What is Sensitive Data

According to Australian National Data Service (ANDS), Sensitive Data is " data that can be used to identify an individual, species, object, process, or location that introduces a risk of discrimination, harm, or unwanted attention. Under law and the research ethics governance of most institutions, sensitive data cannot typically be shared in this form, with few exceptions."

Sensitive data can be information that is protected against unwarranted disclosure. It can include but not limited to personal data, proprietary data and other restricted or confidential Data that should be protected from unauthorised access.

NUS-IRB

If you are conducting a human research study, in accordance to the University’s guidelines, you are required to apply for an IRB approval.

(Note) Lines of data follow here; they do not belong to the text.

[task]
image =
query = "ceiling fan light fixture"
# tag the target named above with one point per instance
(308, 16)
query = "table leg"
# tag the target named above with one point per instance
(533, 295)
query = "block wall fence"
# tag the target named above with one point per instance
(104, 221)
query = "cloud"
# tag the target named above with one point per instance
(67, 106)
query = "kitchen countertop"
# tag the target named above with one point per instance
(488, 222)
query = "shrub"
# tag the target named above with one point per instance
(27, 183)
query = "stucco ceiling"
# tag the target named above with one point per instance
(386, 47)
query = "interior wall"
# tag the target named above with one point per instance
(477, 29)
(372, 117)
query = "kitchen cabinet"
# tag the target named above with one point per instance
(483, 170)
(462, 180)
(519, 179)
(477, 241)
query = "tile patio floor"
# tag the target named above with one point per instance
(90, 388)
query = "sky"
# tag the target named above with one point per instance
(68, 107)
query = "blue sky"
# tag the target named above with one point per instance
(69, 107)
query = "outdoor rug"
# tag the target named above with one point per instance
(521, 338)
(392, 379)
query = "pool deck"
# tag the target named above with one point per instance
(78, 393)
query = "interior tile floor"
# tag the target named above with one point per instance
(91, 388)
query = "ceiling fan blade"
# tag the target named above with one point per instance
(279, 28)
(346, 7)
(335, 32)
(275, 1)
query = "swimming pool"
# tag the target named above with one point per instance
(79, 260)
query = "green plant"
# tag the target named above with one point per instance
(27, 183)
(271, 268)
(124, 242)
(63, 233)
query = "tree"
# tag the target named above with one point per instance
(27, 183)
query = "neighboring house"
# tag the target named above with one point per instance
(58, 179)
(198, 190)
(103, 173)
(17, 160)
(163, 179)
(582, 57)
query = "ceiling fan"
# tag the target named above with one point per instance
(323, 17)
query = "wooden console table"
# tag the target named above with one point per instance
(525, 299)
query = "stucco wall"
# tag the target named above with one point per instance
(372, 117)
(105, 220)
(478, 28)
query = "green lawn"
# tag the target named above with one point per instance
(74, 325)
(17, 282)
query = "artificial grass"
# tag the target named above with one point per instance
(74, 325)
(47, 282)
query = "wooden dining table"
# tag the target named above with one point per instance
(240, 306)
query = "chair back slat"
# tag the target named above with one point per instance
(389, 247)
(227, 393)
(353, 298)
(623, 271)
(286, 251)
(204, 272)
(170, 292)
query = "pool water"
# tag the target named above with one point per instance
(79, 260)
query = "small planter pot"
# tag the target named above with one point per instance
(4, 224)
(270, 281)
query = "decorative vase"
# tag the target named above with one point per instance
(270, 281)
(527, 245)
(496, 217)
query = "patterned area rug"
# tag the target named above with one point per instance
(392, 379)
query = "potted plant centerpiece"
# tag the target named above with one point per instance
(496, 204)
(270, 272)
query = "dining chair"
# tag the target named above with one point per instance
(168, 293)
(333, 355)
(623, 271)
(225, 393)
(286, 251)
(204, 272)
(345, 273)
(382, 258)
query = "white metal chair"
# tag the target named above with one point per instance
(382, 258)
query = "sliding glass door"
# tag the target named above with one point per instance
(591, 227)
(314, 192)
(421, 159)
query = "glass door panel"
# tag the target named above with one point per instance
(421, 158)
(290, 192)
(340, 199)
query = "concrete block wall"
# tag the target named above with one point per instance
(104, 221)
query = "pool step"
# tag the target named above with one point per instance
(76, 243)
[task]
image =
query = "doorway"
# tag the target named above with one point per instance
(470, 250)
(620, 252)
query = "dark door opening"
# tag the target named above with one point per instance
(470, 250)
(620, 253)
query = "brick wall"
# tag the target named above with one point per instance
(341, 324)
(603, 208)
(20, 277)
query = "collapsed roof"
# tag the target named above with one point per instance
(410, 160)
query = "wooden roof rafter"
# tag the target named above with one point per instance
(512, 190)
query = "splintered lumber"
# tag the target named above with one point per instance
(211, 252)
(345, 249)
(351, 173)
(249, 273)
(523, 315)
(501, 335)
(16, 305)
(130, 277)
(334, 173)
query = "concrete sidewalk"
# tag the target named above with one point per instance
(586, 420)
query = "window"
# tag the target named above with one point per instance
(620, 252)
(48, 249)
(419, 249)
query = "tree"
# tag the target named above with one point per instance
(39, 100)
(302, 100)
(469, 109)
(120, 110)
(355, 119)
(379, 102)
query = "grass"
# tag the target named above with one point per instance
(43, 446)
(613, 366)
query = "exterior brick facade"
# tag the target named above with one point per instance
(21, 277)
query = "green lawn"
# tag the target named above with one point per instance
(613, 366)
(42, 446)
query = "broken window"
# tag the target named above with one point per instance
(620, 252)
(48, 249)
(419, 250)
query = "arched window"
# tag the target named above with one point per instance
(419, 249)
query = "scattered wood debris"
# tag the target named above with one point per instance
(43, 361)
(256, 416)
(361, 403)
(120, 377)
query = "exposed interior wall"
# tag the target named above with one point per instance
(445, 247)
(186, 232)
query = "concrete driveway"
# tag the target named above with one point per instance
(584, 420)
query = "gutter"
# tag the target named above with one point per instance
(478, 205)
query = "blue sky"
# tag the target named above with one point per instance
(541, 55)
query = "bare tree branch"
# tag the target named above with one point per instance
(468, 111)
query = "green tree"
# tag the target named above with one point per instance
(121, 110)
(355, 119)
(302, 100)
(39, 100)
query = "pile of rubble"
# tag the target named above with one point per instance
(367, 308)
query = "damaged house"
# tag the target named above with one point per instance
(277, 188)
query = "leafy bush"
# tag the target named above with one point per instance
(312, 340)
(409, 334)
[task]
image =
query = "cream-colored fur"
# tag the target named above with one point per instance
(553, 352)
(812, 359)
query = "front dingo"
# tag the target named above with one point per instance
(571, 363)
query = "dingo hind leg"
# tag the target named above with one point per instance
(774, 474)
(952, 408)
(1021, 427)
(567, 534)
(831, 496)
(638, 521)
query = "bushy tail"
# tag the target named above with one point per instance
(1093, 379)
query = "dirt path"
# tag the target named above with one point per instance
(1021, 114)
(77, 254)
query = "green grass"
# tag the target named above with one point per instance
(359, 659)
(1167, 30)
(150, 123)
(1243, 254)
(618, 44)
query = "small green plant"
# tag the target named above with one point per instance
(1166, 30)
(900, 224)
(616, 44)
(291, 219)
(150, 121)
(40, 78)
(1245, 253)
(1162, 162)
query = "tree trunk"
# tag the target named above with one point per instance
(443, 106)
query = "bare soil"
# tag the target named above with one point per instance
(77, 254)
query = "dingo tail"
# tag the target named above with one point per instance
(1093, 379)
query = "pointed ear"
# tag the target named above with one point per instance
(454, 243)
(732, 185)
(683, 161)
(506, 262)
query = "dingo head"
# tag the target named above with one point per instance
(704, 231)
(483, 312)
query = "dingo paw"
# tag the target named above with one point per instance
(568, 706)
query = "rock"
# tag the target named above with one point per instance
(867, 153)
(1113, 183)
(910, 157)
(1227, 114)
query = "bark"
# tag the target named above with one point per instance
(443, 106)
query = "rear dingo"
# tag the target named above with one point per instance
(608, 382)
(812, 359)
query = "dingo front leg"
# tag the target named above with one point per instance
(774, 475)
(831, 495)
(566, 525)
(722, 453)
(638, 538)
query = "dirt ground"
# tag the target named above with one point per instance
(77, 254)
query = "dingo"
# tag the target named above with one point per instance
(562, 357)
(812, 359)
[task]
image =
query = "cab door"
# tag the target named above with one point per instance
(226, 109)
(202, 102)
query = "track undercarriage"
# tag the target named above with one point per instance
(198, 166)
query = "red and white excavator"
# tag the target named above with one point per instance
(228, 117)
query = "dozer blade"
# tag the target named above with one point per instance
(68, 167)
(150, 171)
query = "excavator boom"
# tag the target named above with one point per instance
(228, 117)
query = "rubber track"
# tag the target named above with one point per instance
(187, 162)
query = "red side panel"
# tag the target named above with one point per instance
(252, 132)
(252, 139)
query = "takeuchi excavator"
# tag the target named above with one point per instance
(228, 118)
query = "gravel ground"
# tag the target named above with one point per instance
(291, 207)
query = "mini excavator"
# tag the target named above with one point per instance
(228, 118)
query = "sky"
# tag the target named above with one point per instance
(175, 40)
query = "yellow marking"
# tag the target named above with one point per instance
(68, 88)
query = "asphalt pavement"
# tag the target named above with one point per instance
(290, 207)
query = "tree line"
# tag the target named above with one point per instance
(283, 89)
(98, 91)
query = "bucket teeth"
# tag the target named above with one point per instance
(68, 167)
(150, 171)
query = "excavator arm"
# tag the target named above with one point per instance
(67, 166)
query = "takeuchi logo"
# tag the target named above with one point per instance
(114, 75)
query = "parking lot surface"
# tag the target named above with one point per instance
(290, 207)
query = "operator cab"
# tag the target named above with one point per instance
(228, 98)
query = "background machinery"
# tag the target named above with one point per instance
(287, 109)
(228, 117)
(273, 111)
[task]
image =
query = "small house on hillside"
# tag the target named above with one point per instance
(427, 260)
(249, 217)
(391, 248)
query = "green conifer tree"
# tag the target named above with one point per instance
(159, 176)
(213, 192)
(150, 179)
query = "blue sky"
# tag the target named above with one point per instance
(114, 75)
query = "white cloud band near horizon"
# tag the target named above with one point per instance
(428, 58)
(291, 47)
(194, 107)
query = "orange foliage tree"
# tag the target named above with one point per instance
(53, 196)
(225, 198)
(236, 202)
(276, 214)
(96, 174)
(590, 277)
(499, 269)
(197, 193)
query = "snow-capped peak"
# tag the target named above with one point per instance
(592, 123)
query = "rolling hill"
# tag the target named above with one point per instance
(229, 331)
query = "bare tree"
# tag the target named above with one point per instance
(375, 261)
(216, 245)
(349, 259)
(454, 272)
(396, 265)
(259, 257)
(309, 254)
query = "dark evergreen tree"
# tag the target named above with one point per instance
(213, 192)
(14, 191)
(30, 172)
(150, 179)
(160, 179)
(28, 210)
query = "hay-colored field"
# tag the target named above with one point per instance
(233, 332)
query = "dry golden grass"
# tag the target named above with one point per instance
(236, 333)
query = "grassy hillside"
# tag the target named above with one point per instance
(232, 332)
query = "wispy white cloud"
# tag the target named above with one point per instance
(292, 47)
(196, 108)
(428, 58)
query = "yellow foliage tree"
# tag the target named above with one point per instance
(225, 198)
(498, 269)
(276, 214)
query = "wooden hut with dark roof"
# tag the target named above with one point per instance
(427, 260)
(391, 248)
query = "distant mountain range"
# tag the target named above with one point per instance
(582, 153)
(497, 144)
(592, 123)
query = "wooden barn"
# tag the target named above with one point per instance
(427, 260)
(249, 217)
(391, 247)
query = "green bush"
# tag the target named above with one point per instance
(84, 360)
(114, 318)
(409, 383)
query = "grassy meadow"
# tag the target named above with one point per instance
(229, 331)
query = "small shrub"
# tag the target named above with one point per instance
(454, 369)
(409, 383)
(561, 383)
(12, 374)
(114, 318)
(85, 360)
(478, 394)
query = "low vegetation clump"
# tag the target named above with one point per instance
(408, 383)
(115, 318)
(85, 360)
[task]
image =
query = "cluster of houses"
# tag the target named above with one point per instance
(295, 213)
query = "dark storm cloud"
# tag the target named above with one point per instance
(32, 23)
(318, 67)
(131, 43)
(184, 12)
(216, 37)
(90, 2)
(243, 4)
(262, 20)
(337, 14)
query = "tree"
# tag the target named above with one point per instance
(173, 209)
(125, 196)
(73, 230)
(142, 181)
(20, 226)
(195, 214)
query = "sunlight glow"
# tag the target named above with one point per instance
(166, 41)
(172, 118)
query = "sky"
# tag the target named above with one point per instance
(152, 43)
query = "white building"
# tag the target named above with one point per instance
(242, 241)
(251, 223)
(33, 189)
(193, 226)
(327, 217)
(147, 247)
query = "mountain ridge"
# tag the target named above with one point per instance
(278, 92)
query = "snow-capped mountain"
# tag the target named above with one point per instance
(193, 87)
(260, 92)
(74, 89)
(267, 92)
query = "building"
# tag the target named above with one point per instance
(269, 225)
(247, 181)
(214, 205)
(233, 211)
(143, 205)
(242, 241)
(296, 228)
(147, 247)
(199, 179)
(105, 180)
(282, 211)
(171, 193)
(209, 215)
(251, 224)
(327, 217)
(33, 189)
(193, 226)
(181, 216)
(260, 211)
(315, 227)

An ethical review by the Institutional Review Board is required for the protection of the rights, safety and welfare of human research subjects.

NUS-IRB: Guidelines for Human Biomedical Research (HBR)

"All human biomedical research conducted in Singapore is governed by the Human Biomedical Research Act (HBRA) 2015, which mandates that any proposed human biomedical research should undergo review and be approved or exempted by an Institutional Review Board (IRB)."

NUS-IRB: Guidelines for Social, Behavioural and Educational Research (SBER)

"All research conducted by NUS staff involving the use of HUMAN subjects, tissues, or personal data must be reviewed and approved by the NUS Institutional Review Board (NUS-IRB) BEFORE they are conducted."

Types of Sensitive Data

Personal Data: Data, whether true or not, about an individual who can be identified from that data; or from that data and other information to which the organisation has or is likely to have access.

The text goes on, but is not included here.